Top Ten of 2011 – 8. Crysis 2

Crytek are notorious for creating some of the best-looking games out there, and Crysis (released in 2007) is still used as a benchmark for PCs today. It’s always assumed you needed a behemoth of a machine just to get their games to run, but that all changed with the release of Crysis 2. It was their first game to be fully optimised to run on this generation of consoles, and the result was one of the most beautiful console games ever made.

I played Crysis 2 on the PC, and was expecting to find a dumbed-down consolified shooter, but was pleasantly surprised at how good it really looked. I couldn’t believe how Crytek had managed to get this game to run on the aging 360 and PS3 hardware. Soft dazzling lighting effects shimmer outwards from spotlights and detailed particles drifting from the rubble of burning buildings look stunning. I’d seen apocalyptic cities many times before, but this eerie vision of New York under an alien attack felt very real as it was full to the brim with details.

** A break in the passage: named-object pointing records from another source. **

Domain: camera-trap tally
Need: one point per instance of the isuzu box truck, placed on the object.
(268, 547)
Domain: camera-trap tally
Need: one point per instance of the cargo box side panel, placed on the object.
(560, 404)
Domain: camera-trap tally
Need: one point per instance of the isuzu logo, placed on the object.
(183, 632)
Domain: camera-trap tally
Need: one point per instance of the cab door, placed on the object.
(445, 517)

I often found myself wanting to stop and take it all in, but this being a Crytek game meant the action very rarely let up, and you are ushered from one glorious set piece to the next. Featuring an all-new nanosuit which essentially turns you into a superhero with strength and stealthy powers, the game throws smart enemies both human and alien at you and they are hugely entertaining to fight as you improvise your way out of one hairy situation after another. 2011 saw a number of good shooters, but for me Crysis 2 is hands-down the best-looking one.

One thing is for sure… Crytek know how to make an ordinary person feel like a badass. Crysis 2 and it’s ability to allow you to play the ultimate super soldier, and not in an ‘I’m-good-at-guns-and-hiding-behind-cover’ sort of way, but in a super-suit-full-of-awesome-abilities kind of ultra-cool way. Following on fairly loosely from its predecessor, this game’s story picks up some time after the invasion of the fictional Lingshan Islands by mysterious, previously dormant aliens, and now has them in your face every 5 minutes, killing people, smashing buildings down, and blowing the crap out of vehicles. Not only are the aliens being very anti-social, but there’s once again a faction of human opponents to deal with, too, and while I personally preferred taking on the humans to the aliens, I had a great time sneaking up on them and stealth killing all of them without a hitch.

What makes Crysis so great, however, is not just that you can genuinely go in all guns blazing or be silent and deadly without setting off any alarms, but the fact that when it occasionally does go wrong, you are forced to improvise and resolve the situation in its new chaotic form. Do you escape the frantic chaos that erupts when the enemy knows you are there and wait for it all to blow over before picking off the more alert enemies who are waiting for you? Or do you switch off the stealth systems and activate your strength and armour instead, ripping a heavy machine gun from atop a tank and pulverizing your enemies in plain sight? I can tell you that half way through the game, I found myself wanting to experiment with the different possibilities, and found that full-scale combat became my favourite means of dispatching the enemies. All of the combat was fun, but what struck me most were the environments; we’ve all seen aliens and men with guns before, but what we rarely see is New York City utterly devastated and crawling with plant-life, pounded into rubble, and Times Square being flooded by a tidal wave.

Yes, Crysis 2 was very fun, and definitely a great change from the typical first person shooters that have dominated the market for the last few years.